Every morning, mothers at a shelter in Juarez, Mexico frantically refresh aat 9.a.m., hoping to get an appointment to enter America.
By 9:05 a.m., all the appointments, and hope, are gone.
“It’s [a] lottery with people’s lives, with– with people’s families, with people’s livelihoods, with people’s wellbeing,” Karina Breceda, who runs the shelter, told 60 Minutes correspondent Sharyn Alfonsi.
The Biden administration hopes the app will dissuade migrants from entering the U.S. illegally. According to Border Patrol figures, an average of 1,800 migrants a day crossed the Rio Grande into El Paso in December, overwhelming the city. To manage the increasing flow of migrants from crisis-stricken Nicaragua, Haiti and Cuba, President Joe Biden in January expanded the use of a pandemic-era public health order, based on a law called Title 42, to expel them to Mexico.
The CBP One app was also expanded in January to allow migrants to apply for a humanitarian exemption to Title 42. Administration officials say the process is more humane than what was going on before.

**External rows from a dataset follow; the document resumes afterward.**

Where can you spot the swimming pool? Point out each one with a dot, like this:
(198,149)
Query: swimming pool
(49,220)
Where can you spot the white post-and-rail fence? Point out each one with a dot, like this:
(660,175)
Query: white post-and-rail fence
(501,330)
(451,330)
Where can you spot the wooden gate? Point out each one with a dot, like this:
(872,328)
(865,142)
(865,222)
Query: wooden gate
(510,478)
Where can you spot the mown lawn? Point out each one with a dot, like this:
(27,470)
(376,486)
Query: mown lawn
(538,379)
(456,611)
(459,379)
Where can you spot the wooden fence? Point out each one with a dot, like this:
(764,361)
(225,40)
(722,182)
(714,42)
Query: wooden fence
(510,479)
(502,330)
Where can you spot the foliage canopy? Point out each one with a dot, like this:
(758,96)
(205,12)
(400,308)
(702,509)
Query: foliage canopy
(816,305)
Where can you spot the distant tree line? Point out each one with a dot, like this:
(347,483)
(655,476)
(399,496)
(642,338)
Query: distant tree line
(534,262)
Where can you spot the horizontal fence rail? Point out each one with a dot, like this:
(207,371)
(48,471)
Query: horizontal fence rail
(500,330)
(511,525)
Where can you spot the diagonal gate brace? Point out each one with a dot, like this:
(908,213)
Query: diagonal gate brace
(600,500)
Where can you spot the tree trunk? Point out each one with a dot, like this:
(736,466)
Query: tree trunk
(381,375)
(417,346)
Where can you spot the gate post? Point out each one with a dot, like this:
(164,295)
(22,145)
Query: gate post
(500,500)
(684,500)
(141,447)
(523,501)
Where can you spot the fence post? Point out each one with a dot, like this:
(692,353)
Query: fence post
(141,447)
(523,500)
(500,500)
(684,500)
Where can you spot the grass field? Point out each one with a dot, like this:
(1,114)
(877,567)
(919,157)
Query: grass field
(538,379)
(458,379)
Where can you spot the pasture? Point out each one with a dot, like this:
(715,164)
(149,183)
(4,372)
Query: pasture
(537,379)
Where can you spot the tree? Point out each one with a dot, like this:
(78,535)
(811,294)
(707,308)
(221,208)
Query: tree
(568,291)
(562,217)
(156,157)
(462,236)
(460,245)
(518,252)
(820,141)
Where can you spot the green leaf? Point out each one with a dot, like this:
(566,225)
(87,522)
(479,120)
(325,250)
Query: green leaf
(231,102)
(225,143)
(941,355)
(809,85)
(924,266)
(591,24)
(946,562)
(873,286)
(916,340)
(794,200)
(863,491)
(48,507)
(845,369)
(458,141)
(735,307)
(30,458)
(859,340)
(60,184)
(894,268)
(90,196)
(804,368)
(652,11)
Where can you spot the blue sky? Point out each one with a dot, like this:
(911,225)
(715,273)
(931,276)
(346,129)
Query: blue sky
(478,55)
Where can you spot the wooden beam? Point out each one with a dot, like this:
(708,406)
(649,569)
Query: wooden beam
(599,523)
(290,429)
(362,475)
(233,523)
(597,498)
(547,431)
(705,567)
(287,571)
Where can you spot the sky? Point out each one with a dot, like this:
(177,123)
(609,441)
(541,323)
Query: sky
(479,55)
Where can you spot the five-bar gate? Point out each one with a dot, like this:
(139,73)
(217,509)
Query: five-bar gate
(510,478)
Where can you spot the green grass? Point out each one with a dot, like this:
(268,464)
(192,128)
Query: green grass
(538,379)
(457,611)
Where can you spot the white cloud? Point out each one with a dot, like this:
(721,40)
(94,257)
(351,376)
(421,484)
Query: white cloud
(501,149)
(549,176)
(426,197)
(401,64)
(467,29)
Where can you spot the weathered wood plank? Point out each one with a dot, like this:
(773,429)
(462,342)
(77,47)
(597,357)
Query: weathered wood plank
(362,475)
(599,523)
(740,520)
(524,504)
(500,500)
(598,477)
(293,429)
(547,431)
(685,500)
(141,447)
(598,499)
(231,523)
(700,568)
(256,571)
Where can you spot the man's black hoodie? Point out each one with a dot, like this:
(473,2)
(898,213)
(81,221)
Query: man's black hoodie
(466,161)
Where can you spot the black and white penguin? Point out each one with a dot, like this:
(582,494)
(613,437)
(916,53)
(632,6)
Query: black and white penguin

“It is not ‘the most humane process’ because the most vulnerable aren’t, aren’t getting access to it,” Breceda said.
Guadalupe Vazquez has spent the last two months trying to get an appointment for herself and her three children to come to the U.S. She said her husband was murdered in southwest Mexico. One of her sons had been shot in the eye and needed bullet fragments removed.
Vazquez said she’s willing to wait for an appointment, but that she has a plan if she can’t get one.
“I’ll try to cross with a smuggler, and I’ll cross with my children,” she said in Spanish.